The roar inside the arena the next morning hits me as soon as I enter it. The Elven Command is expecting me to take my place inside the side room and appear at their beck and call, but I don’t plan on doing anything they want today.

My ladies stand proud and strong in four rows of five, marching behind me. Unlike the first battle I fought in this arena, the onlookers part to let us in, heeding Elise’s cry. It doesn’t hurt that she spellcasts her voice to project loudly over the top of them. Every one of my twenty ladies is present and armed with daggers, swords, bows and arrows, their body armor and headpieces gleaming, and the skin around their eyes painted red for war.

The entire lower level of the arena is empty except for the dais at the other end where the Elven Command already waits—always standing higher than us. In contrast, the upper levels are packed with elves. I’m not sure what everyone expects to see—Baelen and I will be sitting in chairs, unmoving the whole time.

Speaking of which, the chairs are two lonely pieces of furniture, both wooden and a basic shape and size. They face each other, positioned closer than I’d expected, maybe only ten feet apart. Otherwise, there’s a wide, empty space all around them lit brightly from skylights in the ceiling above.

Elise leans toward me. She has to lift her voice above the din. “The dais isn’t shielded, but the upper levels are.”

That means there’s no barrier between me and the Elven Command.

Reisha steps up on my other side so that she and Elise flank me as we enter the arena. “Commander Rath is a few minutes behind us.”

I hold my wooden headpiece in my gloved hands. My ladies made me a veil out of canvas threads to cover my face. It’s not unbreakable like the Elyria web, but once I tie it to the neckline of my armor it will pose a challenge for anyone who wants to get past it. “Okay, let’s go.”

As I approach the chairs, Elwyn Elder steps forward, indicating the chair to my left. I consider taking the one to the right, just to annoy him, but the chair will be connected to the Heartstone Chest, so I have to sit in the correct one. The chest itself rests on the dais. It’s closed. It will only open if one of us loses our fight.

I take my place beside my chair, but don’t sit down yet, as my Storm Command fans out around me, leaving a gap so I have a clear view of Baelen’s seat. The watching crowd finally quiets, an expectant hush falling over them.

Baelen appears at the entrance and I’m relieved to see he isn’t alone. Far from it actually. Jasper leads a small band of soldiers, a handful of males that Baelen must trust with his life. The only one missing is Macsen—he sent me word this morning that he was returning to Rath land at Baelen’s request. What he didn’t say was loud and clear: he needs to make sure that Baelen’s home, and all the elves who live there including our parents, remain safe.

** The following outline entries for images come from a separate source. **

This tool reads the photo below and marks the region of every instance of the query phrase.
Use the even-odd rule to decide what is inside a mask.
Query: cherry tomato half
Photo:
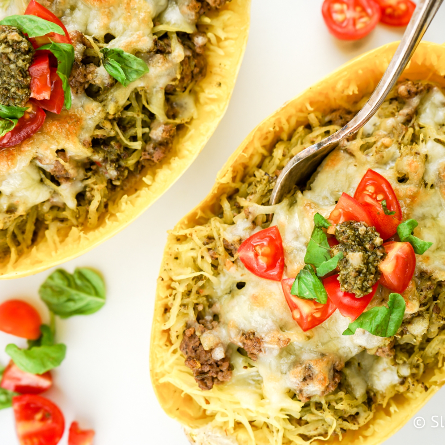
[[[391,26],[406,26],[416,9],[411,0],[376,0],[380,6],[380,21]]]
[[[0,138],[0,148],[12,147],[20,144],[37,133],[43,125],[46,117],[45,112],[31,101],[28,105],[30,105],[31,107],[19,119],[17,125]]]
[[[342,40],[367,36],[381,13],[374,0],[324,0],[321,11],[329,32]]]
[[[388,255],[379,266],[382,272],[380,283],[398,294],[409,284],[416,268],[416,254],[409,243],[389,241],[383,247]]]
[[[8,300],[0,304],[0,331],[28,340],[40,335],[42,319],[30,304],[21,300]]]
[[[258,232],[243,242],[239,259],[246,269],[261,278],[279,281],[284,269],[283,242],[276,226]]]
[[[372,290],[367,295],[357,298],[355,294],[343,292],[340,289],[338,275],[333,275],[323,280],[323,286],[328,296],[344,317],[349,317],[353,321],[366,308],[377,290],[378,283],[372,286]]]
[[[27,16],[36,16],[41,19],[47,20],[58,25],[64,31],[65,35],[49,32],[41,37],[36,37],[29,39],[34,49],[43,46],[52,40],[57,43],[72,43],[69,34],[67,31],[65,25],[50,11],[37,3],[36,0],[31,0],[28,7],[25,10],[24,15]]]
[[[94,438],[93,429],[81,429],[77,422],[71,424],[68,436],[68,445],[92,445]]]
[[[12,360],[3,372],[0,387],[20,394],[41,394],[53,384],[49,371],[41,376],[22,371]]]
[[[12,398],[16,428],[20,445],[57,445],[63,435],[65,420],[52,401],[31,394]]]
[[[283,279],[281,282],[281,286],[286,301],[292,313],[292,318],[306,332],[327,320],[337,308],[329,297],[326,304],[322,304],[313,300],[305,300],[292,295],[291,289],[295,281],[295,278]]]

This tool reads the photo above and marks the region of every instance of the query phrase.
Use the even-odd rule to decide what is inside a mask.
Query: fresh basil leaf
[[[355,334],[358,328],[379,337],[392,337],[402,324],[406,306],[400,294],[390,294],[388,307],[377,306],[363,312],[350,323],[343,335]]]
[[[102,63],[106,72],[124,86],[149,72],[144,61],[120,48],[102,48],[101,53],[104,55]]]
[[[66,346],[63,343],[51,346],[34,346],[30,349],[20,349],[10,344],[6,353],[22,371],[31,374],[44,374],[59,366],[65,358]]]
[[[65,35],[65,32],[59,25],[36,16],[9,16],[0,21],[0,24],[15,26],[28,37],[38,37],[49,32]]]
[[[319,277],[324,276],[326,274],[332,272],[338,264],[338,262],[343,258],[343,252],[339,252],[336,255],[333,256],[330,259],[322,263],[317,267],[317,275]]]
[[[291,293],[300,298],[315,300],[324,304],[328,301],[328,294],[323,283],[315,275],[312,266],[307,264],[299,272],[291,289]]]
[[[94,271],[62,269],[53,272],[40,287],[39,294],[49,310],[62,318],[93,314],[105,304],[105,284]]]
[[[57,73],[62,81],[62,86],[65,93],[65,108],[69,110],[71,108],[71,90],[69,88],[68,78],[74,63],[74,48],[69,43],[56,43],[51,42],[37,49],[49,49],[57,60]]]
[[[415,219],[408,219],[401,222],[397,227],[397,234],[400,240],[409,243],[413,246],[414,252],[418,255],[423,255],[432,245],[429,241],[424,241],[412,235],[413,231],[419,225]]]
[[[395,212],[392,212],[389,210],[388,208],[386,206],[386,200],[384,199],[381,202],[382,204],[382,209],[383,210],[383,213],[384,213],[385,215],[395,215],[396,214]]]

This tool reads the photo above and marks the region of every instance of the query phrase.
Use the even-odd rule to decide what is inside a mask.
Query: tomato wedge
[[[305,300],[291,293],[295,278],[287,278],[281,282],[281,286],[286,301],[292,313],[292,318],[306,332],[312,329],[325,320],[327,320],[337,308],[328,297],[326,304],[313,300]]]
[[[20,445],[57,445],[63,435],[65,420],[59,408],[40,396],[12,398],[16,428]]]
[[[349,317],[353,321],[366,308],[377,290],[379,283],[372,286],[372,290],[361,298],[357,298],[355,294],[343,292],[340,289],[338,275],[333,275],[323,280],[323,285],[328,296],[344,316]]]
[[[3,372],[0,387],[20,394],[41,394],[52,384],[49,371],[41,376],[25,372],[11,360]]]
[[[46,117],[45,112],[35,104],[28,103],[30,108],[19,119],[14,128],[0,138],[0,148],[12,147],[37,133]]]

Sebastian, Jordan, and Sahara arrive last. When they’re close enough, Jordan breaks off to join my group, while Sebastian joins Baelen’s, and Sahara takes up neutral territory between the two of us. Elise steps away then to examine the chairs and the chest. I know I should pay attention to what she’s doing, but it’s hard to focus on anything other than Baelen.

Like me, he’s wearing full body armor, but to my surprise, it’s not military issue like the armor he wore in the last battle. This armor has no chinks, no weaknesses. This armor belongs to the House of Rath.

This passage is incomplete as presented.